Elle se souvient d’une réunion querelleuse portant sur le calendrier et Bob O’Billovich lui disant qu’elle devait tenir son bout et ne rien donner.

« Il y a eu plusieurs moments comme celui-là,” dit-elle. « En fin de compte, nous étions tous ensemble et voulions tous voir la LCF survivre et prospérer. Chacun devait s’occuper de son équipe et vivait des situations très, très difficiles. »

Lorsqu’elle rencontre un jeune aspirant, elle lui offre un conseil important.

« Dans le monde du sport professionnel, tu dois être capable de contribuer. Tu ne peux pas simplement arriver et dire, ‘Je suis une femme et vous devez m’accepter’, explique-t-elle en faisant référence à son passé dans le monde du marketing et des affaires qui a ouvert la porte avec les Rough Riders.

« Tu dois te présenter avec les aptitudes requises et ensuite tu dois surpasser les autres dans l’exécution des tâches. »

Même si elle était au même niveau que ses confrères, la pression de garder son équipe à flot tout en s’inquiétant de l’avenir de la ligue était quelque chose qu’elle n’avait jamais ressenti.

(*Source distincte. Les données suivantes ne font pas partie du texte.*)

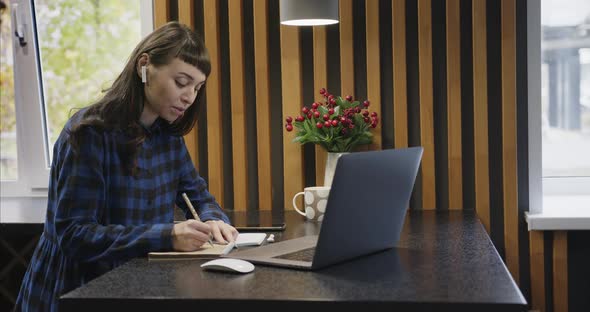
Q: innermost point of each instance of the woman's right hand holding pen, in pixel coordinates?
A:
(190, 235)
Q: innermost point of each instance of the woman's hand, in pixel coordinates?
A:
(190, 235)
(222, 232)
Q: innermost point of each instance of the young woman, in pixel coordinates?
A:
(119, 167)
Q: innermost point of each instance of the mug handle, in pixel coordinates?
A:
(295, 205)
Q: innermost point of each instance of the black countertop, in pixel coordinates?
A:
(444, 260)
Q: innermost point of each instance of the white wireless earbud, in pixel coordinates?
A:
(143, 74)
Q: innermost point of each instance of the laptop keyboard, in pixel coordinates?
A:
(300, 255)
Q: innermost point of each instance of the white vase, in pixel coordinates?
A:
(331, 162)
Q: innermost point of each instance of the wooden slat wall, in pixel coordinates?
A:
(374, 67)
(185, 16)
(400, 96)
(537, 251)
(214, 113)
(263, 124)
(472, 40)
(560, 272)
(320, 80)
(426, 103)
(238, 105)
(291, 81)
(455, 160)
(480, 113)
(161, 12)
(510, 187)
(346, 55)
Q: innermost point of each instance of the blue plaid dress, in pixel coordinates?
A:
(98, 216)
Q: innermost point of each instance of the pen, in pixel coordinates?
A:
(193, 211)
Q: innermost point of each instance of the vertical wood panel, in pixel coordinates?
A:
(510, 184)
(320, 80)
(374, 68)
(161, 12)
(455, 159)
(537, 252)
(186, 16)
(238, 105)
(263, 123)
(214, 113)
(346, 52)
(426, 103)
(292, 99)
(400, 88)
(480, 113)
(560, 272)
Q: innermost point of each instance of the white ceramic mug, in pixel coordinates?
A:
(315, 200)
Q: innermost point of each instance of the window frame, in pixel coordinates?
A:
(32, 143)
(571, 190)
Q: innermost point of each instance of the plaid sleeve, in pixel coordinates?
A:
(195, 188)
(80, 195)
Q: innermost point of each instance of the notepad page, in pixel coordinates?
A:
(250, 239)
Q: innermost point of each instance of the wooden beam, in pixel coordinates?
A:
(161, 12)
(426, 103)
(320, 80)
(509, 161)
(214, 113)
(186, 16)
(480, 113)
(346, 49)
(400, 74)
(238, 106)
(263, 122)
(374, 68)
(292, 92)
(560, 272)
(537, 258)
(455, 152)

« Je ne voulais pas que ce soit une femme qui était à la barre de l’équipe si elle fermait ses portes. Je ne pourrais pas m’en remettre, » dit-elle. « Étant la première femme, je ressentais la pression, car je pensais que si quelque chose de négatif se passait, je serais associée à jamais avec un échec de cette taille, ce serait insupportable pour moi. »

« Mon histoire est complètement différente de celle que les gens présument. »

Polak a démissionné de son poste de DG en novembre 1991. Le football à Ottawa a passé de durs moments pendant les années 90s et l’équipe a fermé ses portes suivant la saison 1996. À cette époque, les équipes d’expansion aux États-Unis venaient de terminer leur association avec la LCF ce qui a ouvert la porte pour le retour des Alouettes de Montréal, qui sont devenus la huitième équipe du circuit. Ottawa a vu l’arrivée des Renegades en 2002 et leur départ en 2005 avant que le ROUGE et NOIR soit établi en 2014.

« Ça demeure un des plus grands privilèges de ma vie, » explique-t-elle, « de pouvoir servir la Ligue canadienne de football et les partisans d’Ottawa.”